NB: This may not be a word-for-word transcript.
How to Imagine Your Way to a Better Future?
Radha Modgil: Boxing legend Muhammad Ali once wrote, “If my mind can conceive it, and my heart can believe it, then I can achieve it.” But is that really true?
Visualisation – or mental imagery, as it’s called in psychology – basically means creating a vivid experience in your mind first, using the same senses as we use to perceive the world around us in real life. And it’s a tool that’s long been used by footballers and elite athletes.
Ashley Pople: Visualisation is like seeing with the mind’s eye. While humans can think in either words or images, images are faster to retrieve in your mind and can feel more real.
Prof. Jennifer Cumming: What we think happens when you imagine is that related areas of the brain are activated through neural pathways, as if you’re actually doing it, and this is what we call a neural overlap.
Radha Modgil: This means that if you imagine lifting weights, for example, the part of your brain involved in hand and arm movements will become more active. There was a study that showed you can actually increase your muscle strength just by thinking about doing reps. And it doesn’t only work in sport.
Ashley Pople: As an economist, I’ve always been interested in how to improve people’s livelihoods, and I wondered, could this be achieved by visualising a better future? My colleagues and I worked with traumatised communities who had experienced poverty, violence and adversity in Colombia and Ethiopia to teach them mental imagery, and the results really surprised us. We found that in Colombia, where we offered nearly 2,000 people to participate in either standard business training, business training with mental imagery, or no training at all, those who opted for training with mental imagery started to earn more money and improved their living situation.
Radha Modgil: Amazingly, when the team then decided to try this out in another country – Ethiopia...
Ashley Pople: ... we found that people who were taught how to use this technique when making important decisions about the future had better job and food security outcomes a month later. They set short-term goals for the next week or month and then visualised the steps they would need to take to achieve those goals. For example, they visualised reaching out to someone who might be able to help them find a job.
Prof. Jennifer Cumming: Under the right circumstances, this technique could be used to help people with certain mental illnesses, such as PTSD or social anxiety.
Ashley Pople: What was interesting in our study was that the most vulnerable and traumatised people had the best results, showing how much potential this simple technique has for those who’ve experienced adversity.
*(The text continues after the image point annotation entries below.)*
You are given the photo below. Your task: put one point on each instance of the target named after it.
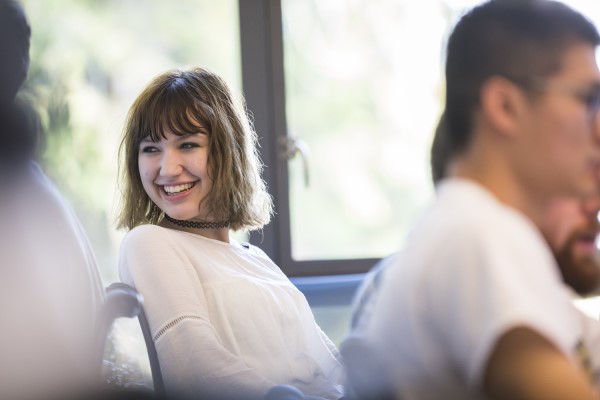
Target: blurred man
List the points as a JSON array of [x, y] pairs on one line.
[[474, 306], [50, 290]]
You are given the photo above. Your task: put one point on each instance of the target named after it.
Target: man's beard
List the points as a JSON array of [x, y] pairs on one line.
[[580, 271]]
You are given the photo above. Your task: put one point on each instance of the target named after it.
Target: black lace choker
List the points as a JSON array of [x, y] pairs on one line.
[[198, 224]]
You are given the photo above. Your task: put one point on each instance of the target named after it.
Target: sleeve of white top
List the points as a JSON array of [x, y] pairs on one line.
[[191, 355]]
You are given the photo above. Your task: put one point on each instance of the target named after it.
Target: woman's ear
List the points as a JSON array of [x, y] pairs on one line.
[[502, 104]]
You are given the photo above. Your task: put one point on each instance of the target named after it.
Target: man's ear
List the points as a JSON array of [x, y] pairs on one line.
[[502, 104]]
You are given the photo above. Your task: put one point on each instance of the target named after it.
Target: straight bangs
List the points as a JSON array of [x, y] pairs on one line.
[[174, 108]]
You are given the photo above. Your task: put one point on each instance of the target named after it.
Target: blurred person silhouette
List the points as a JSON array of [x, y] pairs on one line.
[[226, 321], [571, 228], [474, 305], [49, 285]]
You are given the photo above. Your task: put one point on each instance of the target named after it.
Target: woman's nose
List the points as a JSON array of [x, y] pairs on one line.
[[170, 164]]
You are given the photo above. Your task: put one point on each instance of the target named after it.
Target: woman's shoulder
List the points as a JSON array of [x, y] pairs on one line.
[[145, 235]]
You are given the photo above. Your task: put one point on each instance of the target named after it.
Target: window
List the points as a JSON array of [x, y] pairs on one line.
[[357, 86], [358, 83]]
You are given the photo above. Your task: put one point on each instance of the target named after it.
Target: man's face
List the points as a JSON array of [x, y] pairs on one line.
[[571, 228], [559, 146]]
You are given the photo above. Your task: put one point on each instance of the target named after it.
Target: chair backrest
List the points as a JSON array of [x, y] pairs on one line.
[[159, 387], [120, 301]]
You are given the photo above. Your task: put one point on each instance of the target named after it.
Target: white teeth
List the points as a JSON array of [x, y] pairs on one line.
[[177, 188]]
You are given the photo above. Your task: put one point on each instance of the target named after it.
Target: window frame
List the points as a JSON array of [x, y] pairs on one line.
[[263, 83]]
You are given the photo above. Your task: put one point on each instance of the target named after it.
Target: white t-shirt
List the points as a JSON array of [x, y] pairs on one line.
[[471, 270], [224, 318]]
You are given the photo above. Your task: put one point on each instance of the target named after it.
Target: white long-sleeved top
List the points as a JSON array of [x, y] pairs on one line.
[[224, 318]]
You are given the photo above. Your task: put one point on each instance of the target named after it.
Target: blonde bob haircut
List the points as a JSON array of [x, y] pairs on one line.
[[180, 100]]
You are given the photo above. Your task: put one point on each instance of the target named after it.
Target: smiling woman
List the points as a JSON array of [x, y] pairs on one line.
[[225, 320]]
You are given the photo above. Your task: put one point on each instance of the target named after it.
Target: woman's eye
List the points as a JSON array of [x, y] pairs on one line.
[[189, 145], [148, 149]]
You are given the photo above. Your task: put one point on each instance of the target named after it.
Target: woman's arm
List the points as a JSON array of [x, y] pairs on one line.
[[191, 354]]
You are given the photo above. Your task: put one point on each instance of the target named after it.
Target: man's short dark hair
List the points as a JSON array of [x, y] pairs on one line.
[[15, 34], [509, 38]]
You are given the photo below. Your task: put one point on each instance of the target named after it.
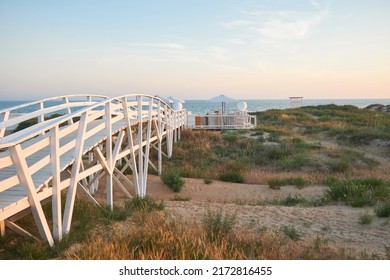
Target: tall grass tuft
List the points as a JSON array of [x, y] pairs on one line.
[[232, 176], [146, 204], [383, 210], [172, 179], [357, 192]]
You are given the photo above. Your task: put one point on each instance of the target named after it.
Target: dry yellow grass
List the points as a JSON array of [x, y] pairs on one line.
[[157, 237]]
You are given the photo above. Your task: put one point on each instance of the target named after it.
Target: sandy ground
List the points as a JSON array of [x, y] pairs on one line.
[[337, 224]]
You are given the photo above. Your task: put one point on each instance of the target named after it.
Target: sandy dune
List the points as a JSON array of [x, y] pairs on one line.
[[337, 224]]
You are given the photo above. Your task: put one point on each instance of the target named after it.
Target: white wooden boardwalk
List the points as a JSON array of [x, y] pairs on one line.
[[76, 150]]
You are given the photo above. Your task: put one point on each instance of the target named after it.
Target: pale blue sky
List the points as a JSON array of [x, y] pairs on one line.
[[195, 49]]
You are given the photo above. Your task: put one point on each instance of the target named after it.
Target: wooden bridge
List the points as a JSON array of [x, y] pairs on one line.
[[83, 143]]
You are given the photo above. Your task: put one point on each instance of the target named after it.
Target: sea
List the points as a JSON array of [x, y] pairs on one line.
[[204, 106]]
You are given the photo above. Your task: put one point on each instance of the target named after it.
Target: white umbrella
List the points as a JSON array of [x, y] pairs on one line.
[[176, 99], [166, 100], [222, 99]]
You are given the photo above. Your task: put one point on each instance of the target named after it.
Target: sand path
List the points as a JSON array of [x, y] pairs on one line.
[[337, 224]]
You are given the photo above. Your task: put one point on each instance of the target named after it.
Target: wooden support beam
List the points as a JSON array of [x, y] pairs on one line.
[[109, 156], [140, 148], [131, 144], [147, 149], [2, 228], [29, 188], [19, 230], [120, 185], [55, 171], [68, 213], [118, 145], [130, 183]]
Using visualisation exercises, we were able to help refocus the brain on planning for the future rather than being stuck in the past, which is often an aspect of trauma.
Radha Modgil: And the great thing about it is that most of us can practise it to help us achieve our goals, whatever they are.
Ashley Pople: If you’re curious to try this out, this is how we did it in Colombia and Ethiopia. We asked a person to get comfortable, relax and start making a film of a future situation in their mind. Really immerse themselves in the detail. What can they see, smell, hear, feel, taste?
Radha Modgil: What is really important is to imagine the steps towards achieving the goal and not just the outcome itself. This includes potential obstacles and the scenarios for how to overcome them. The more realistic you’re able to make it, the better.
Ashley Pople: We worked with a young entrepreneur in Colombia who had gone through so much in life. Her dream was to create clothing for pregnant women, as she saw this as a big gap in the market. The challenge was that she had never had children herself. She used mental imagery to imagine what it would be like to be in the shoes of potential clients and identify what they needed most. This really helped her empathise with her prospective customers and give her the motivation and self-confidence to start a great business. One year later, her business was thriving and she was able to employ others.
Radha Modgil: Practice makes perfect. When you visualise every day, you can actually rewire the neurons in your brain so you think, feel and perform better.
Ashley Pople: So, I use this technique in my everyday life. I use it before having a difficult conversation, say, with my boss, and that helps regulate my emotions beforehand, going in. This technique could be applied to so many different situations. I think once you start practising it, you realise that it comes far more easily in your daily life.
Prof. Jennifer Cumming: We can all capitalise on this, and the more we use it, the more we can improve it.
Radha Modgil: It may seem like such a simple skill and yet it’s almost like a superpower. Tapping into the amazing abilities of our mind can really help us achieve the future we’ve always wanted.